Even if an animal’s life is taken, as permitted by God, you and I still must recognize the sovereignty and authority of God over life. The first time I studied Genesis God convicted me about how carelessly I killed little lives, ants, flies, spiders, and such. My eyes were opened to how each of these creatures is a beautiful little life, created by God for His pleasure.

The Lord has given me permission to have dominion over this little life, and so if I take the life of a creature, it must be with honor and respect to its Creator, and for a purpose I can defend with a clear conscience before our Sovereign.


“For your own lifeblood I will surely require a reckoning: from every animal I will require it and from human beings, each one for the blood of another, I will require a reckoning for human life.”


Initially you can read this as God giving to Noah and his descendants a way to govern human behavior and establish a barrier to the kind of murder and mayhem that Cain’s line had initiated in the pre-Flood days. But, it is not intended to be that alone, because an animal’s blood was also to be shed if it killed a person, even accidentally.

So, more importantly, this early commandment identified every person’s life as sacred to God; only God has the right to take it. If anyone violates God’s right in this, the Lord says He will require a reckoning, and it is a terrible price.

I’ve been told this is where our death sentence laws come from, and why the United States is the last western nation on earth to still use the death penalty. It is from this sentence, right here, in Genesis, spoken to an extended family who had just witnessed and survived the most horrendous loss of life the planet has ever experienced.

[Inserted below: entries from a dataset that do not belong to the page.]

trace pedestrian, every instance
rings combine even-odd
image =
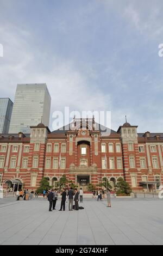
[[[78,192],[77,188],[76,188],[74,200],[75,202],[75,210],[76,211],[78,211],[79,210],[79,193]]]
[[[72,206],[73,206],[73,191],[72,190],[72,187],[71,187],[68,192],[68,210],[69,211],[72,211]]]
[[[45,194],[46,194],[46,190],[44,190],[43,191],[43,197],[45,199]]]
[[[23,193],[23,197],[24,198],[24,200],[26,200],[26,188],[24,190],[24,193]]]
[[[100,193],[99,190],[98,191],[97,196],[98,196],[97,201],[98,201],[98,199],[100,199],[100,200],[101,201],[101,193]]]
[[[34,197],[34,191],[31,191],[30,193],[30,200],[33,200]]]
[[[54,190],[53,190],[53,210],[55,210],[57,200],[58,200],[58,193],[56,188]]]
[[[54,190],[53,188],[52,189],[52,191],[50,193],[49,193],[48,195],[48,200],[49,202],[49,211],[52,211],[52,207],[53,205],[53,198],[54,197],[54,193],[53,193]]]
[[[96,191],[94,190],[93,191],[93,196],[92,196],[93,198],[96,198]]]
[[[59,211],[62,211],[62,208],[64,211],[65,211],[65,202],[66,200],[66,192],[65,191],[65,188],[62,188],[62,192],[61,193],[62,197],[61,197],[61,205],[60,205],[60,209]]]
[[[21,190],[20,192],[19,192],[19,199],[20,200],[22,200],[22,199],[23,199],[23,194],[24,194],[24,192],[23,191],[22,191],[22,190]]]
[[[107,192],[107,202],[108,206],[107,207],[111,207],[111,191],[109,188],[108,188]]]
[[[28,201],[29,199],[29,191],[28,190],[26,190],[26,200]]]
[[[80,203],[83,203],[83,191],[82,190],[82,188],[81,187],[79,191],[79,197],[80,197]]]
[[[17,197],[17,201],[18,201],[20,199],[20,195],[19,195],[19,191],[17,190],[16,193],[16,197]]]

One would think Noah and his clan were, by now, so sickened and horrified by the loss of life, they would have readily agreed to this commandment. They might have thought to themselves, “Why would God ever need to say this? We are so tearfully grateful for life, life is so incredibly precious to us. How could we ever imagine the taking of a human life? We hate even the taking of animal life.”

Jesus would later teach that even hating one’s brother (or sister) is murder in God’s eyes. So, I will be held accountable for hating in the same way I would be held accountable for murder. Because I belong to God, I can trust the Holy Spirit will convict me, in order to draw me into confession of hating someone, repentance of letting go of that hatred, and the holiness of allowing God to cleanse me of all hatred through the pouring out of His love and forgiveness into me and through me to that other person. 

This is such a hard teaching in our polarized culture, where our computers and iPads, tablets and phones burst into flames on a regular basis, where every one of us—whether knowingly or unwittingly—has acted as a troll in another’s story, and where each of us has also been wounded and torn down by another’s callousness, cruelty, or cutting sarcasm.

Somehow, hate and rage appears to have become our culture’s leading edge. As believers in Jesus, filled with His beautiful pure life by His Spirit, we are to become the revelation of His goodness and grace, of his compassion and love, when we respond to hate and rage with graciousness, empathy, and wise love.